After completing her school education, in 1891 she spent a year at Kristiania's Art College. She then attended Harriet Backer's art school where she studied under Eilif Peterssen, Christian Skredsvig and Hans Heyerdahl. She befriended in particular her fellow art students Alice Pihl, Lalla Hvalstad and Kris Laache. In 1894, these four joined Kristen Holbø, a native of Vågå, and Halfdan Egedius, Lars Jorde, Thorvald Erichsen, Alfred Hauge and Oluf Wold-Torne, all students at Backer's school, to spend the summer months in Vågå's Sygard Storvik estate in what became known as "Vågåsommeren" (the Vågå Summer). There the painters set out to create symbolist landscapes, often depicting scenes at night. Bugge often walked deep into the forest in the summer evenings. One of her works depicts a dark brown forest flanking water in the foreground with the bluish hills under a brighter sky in the distance.

==Career==
Bugge first exhibited in 1898 at the Autumn Exhibition with a figure painting, presenting two paintings the following year. Her Fra en Bondegaard received acclaim from the art expert Jens Thiis and the painter Gerhard Munthe. She presented Gårdsintriør at the 1900 Paris Exposition, receiving a Mention honorable. That year she joined Wold-Torne, Pihl, Valstad and Erichsen in Kviteseid Municipality for another summer painting get-together. She spent the winter of 1899 to 1900 in Copenhagen where she shared a large apartment with Kris and Oluf Wold-Torne and Lalla Hvalstad. All three women became pupils of Jens Ferdinand Willumsen. Bugge greatly appreciate the practical rather than academic assistance Willumsen was able to offer. Thanks to a travel grant, in the autumn of 1902, together with Hvalstad she went to Paris where she again received critical assistance from Willumsen who was also there at the time.

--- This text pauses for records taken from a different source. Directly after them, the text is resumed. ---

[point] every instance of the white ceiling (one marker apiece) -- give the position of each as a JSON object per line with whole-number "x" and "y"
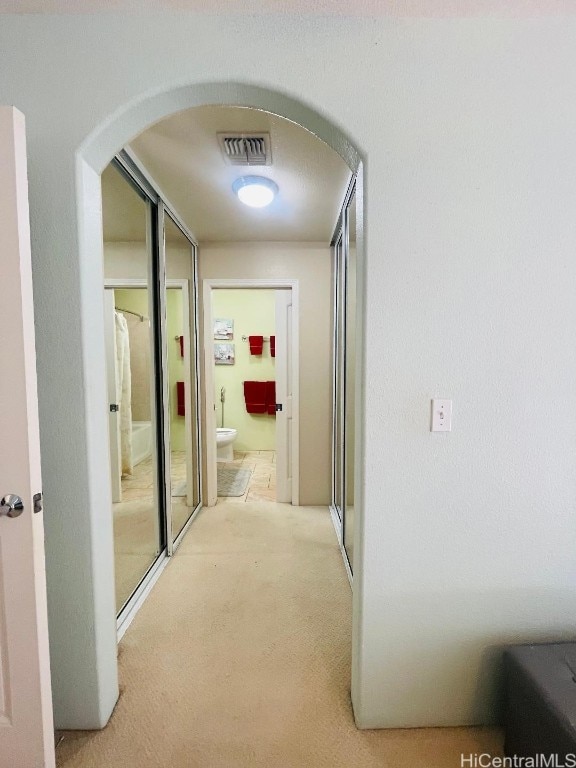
{"x": 183, "y": 155}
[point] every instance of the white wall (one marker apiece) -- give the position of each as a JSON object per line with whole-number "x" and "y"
{"x": 467, "y": 127}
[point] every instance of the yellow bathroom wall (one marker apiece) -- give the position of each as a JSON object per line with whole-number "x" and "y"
{"x": 253, "y": 313}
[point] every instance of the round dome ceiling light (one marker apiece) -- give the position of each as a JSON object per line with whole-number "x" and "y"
{"x": 255, "y": 191}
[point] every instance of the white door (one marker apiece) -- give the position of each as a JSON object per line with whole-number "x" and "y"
{"x": 284, "y": 395}
{"x": 26, "y": 728}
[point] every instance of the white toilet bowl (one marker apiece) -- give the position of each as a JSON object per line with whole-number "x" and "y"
{"x": 224, "y": 439}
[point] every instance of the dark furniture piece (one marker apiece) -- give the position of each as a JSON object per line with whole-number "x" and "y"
{"x": 541, "y": 701}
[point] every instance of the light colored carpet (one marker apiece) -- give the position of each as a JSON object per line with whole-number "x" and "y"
{"x": 233, "y": 481}
{"x": 240, "y": 658}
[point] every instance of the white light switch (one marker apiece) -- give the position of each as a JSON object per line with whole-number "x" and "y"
{"x": 441, "y": 416}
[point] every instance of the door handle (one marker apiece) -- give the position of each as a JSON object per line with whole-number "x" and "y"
{"x": 11, "y": 505}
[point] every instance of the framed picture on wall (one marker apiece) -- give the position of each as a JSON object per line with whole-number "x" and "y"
{"x": 224, "y": 354}
{"x": 223, "y": 328}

In 1908, Bugge married the folklorist Rikard Berge whom she had met during her visits to Kviteseid. As a result, she became less active as a painter, although she presented four works to the Autumn Exhibition in 1910. The couple settled in Kviteseid where Berge was a schoolteacher. In 1910, they moved to Øyfjell after Berge became attached to the Brekke Museum in Skien. Their daughter Gyrid was born in 1909 and their son Tone in 1911. Rikard increasingly concentrated on folklore, publishing Norske eventyr og sagn (Norwegian Folk Tales) in 1909, followed by further works on folklore in 1910 and 1911. All were illustrated by Johanna.

While Bugge Berge continued to paint portraits in the 1920s, in 1925 she decorated the ceiling, walls and gallery of the County Hall (Fylkehuset) in Skien. Two years later, she embarked on her last major assignment, decorating the church in Lunde with subjects inspired by folklore.

Johanna Bugge Berge died in Skien on 28 November 1961.